Brett Horsnell

Personal information
- Full name: Brett Horsnell
- Born: 11 April 1970 (age 56)

Playing information
- Position: Centre, Second-row, Lock
Club
| Years | Team | Pld | T | G | FG | P |
| 1989–94 | Gold Coast Seagulls | 82 | 4 | 0 | 0 | 16 |
| 1995–96 | South Queensland Crushers | 38 | 3 | 0 | 0 | 12 |
| 1997–98 | Parramatta Eels | 34 | 1 | 0 | 0 | 4 |
|  | Total | 154 | 8 | 0 | 0 | 32 |
- Source: As of 1 February 2019

= Brett Horsnell =

Australian rugby league footballer

Brett Horsnell (born 11 April 1970) is an Australian former professional rugby league footballer.

==Early years==
Horsnell attended Keebra Park State High School and captained the 1988 Australia Schoolboy team on a tour of New Zealand. He was a Junior Queensland representative in 1985 as an under-16 and in 1988 at under-18.

Horsnell played for the Runaway Bay Seagulls and was part of their successful junior teams.

==Playing career==
Horsnell made his first grade debut for the Gold Coast Giants in 1989 as a five-eighth/centre. However, Horsnell slowly moved into the forwards and by 1992 he played the whole season as a lock for the now Gold Coast Seagulls. After six seasons and 82 matches for the Gold Coast club where the side finished last 3 years in a row in 1992, 1993 and 1994, Horsnell left in 1995, joining the new South Queensland Crushers franchise.

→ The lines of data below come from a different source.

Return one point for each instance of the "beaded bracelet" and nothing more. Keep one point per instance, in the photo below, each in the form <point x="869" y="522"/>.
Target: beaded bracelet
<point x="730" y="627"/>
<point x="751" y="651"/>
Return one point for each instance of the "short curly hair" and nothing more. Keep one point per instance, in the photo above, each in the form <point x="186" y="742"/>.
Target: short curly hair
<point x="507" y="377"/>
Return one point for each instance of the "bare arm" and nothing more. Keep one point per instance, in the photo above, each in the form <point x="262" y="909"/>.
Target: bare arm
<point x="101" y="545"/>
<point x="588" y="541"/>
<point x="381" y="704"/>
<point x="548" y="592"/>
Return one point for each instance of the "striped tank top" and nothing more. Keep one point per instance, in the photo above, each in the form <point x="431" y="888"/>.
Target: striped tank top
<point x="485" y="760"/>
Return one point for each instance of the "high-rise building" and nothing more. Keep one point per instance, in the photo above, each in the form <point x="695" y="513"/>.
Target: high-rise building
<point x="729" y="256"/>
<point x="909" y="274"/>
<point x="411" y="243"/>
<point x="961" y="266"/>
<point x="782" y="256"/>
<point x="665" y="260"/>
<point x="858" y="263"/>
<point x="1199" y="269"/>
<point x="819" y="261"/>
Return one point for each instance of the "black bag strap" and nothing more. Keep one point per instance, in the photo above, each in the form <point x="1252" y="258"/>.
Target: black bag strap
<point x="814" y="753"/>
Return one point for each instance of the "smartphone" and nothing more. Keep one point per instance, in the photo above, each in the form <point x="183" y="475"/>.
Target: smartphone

He was part of their inaugural match on 11 March 1995 and was a shadow player for Queensland captain Trevor Gillmeister when Gillmeister was hospitalised in the lead-up to Game III of that year's State of Origin series. Horsnell spent two seasons with the club and was a part of the side which came last in 1996, finishing with the wooden spoon.

In 1997, Horsnell joined the Parramatta Eels and played in the club's first finals campaign since 1986 when they finished third on the table that year. Horsnell played in both of Parramatta's finals games, against Newcastle and North Sydney. Horsnell was used in every position in the pack, even starting at hooker and at prop while at the club. Horsnell left Parramatta at the end of the 1998 season, with his final game in first grade being a 15-15 draw against St George in Round 24 at Kogarah Oval.

==Later years==
Horsnell was misdiagnosed with a brain tumor in 2004. On 23 October 2004, a charity match was held for Horsnell that featured the South Queensland Crushers and the Gold Coast Seagulls, both clubs by then defunct, being resurrected for the day.

==Legal Action==
In 2017, Horsnell took legal action against Parramatta District Rugby League Club for a head injury as a result of head knocks received during his career. .

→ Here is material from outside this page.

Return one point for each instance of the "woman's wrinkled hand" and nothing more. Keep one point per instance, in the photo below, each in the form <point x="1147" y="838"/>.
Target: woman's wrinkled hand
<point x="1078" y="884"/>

The Australian quotes details from an affidavit in the matter outlining that Horsnell is taking action as a result of a medical assessment by a Gold Coast neurologist confirming that he is "almost certainly suffering from chronic traumatic encephalopathy".

The same article also contains a statement from Mr Horsnell
"I gave a large part of my life to the game I love,” he said. “I did not want to take action or make anything public about myself, my injuries, or the game. Unfortunately I had no choice but to take legal action as my only remaining option. I would like to sincerely thank the medical specialists who have treated me, and given me the news I didn’t want to hear, but needed to hear."

An Article in the Australian on 18 July 2017 confirms that Horsnell has also commenced proceedings in Queensland against the National Rugby League and the Australian Rugby League Commission for injuries received at the South Queensland Crushers and the Gold Coast Seagulls. The article contains a statement from his lawyers, Certus Legal Group, saying that Horsnell suffered more than 50 serious head knocks during his 156-game career.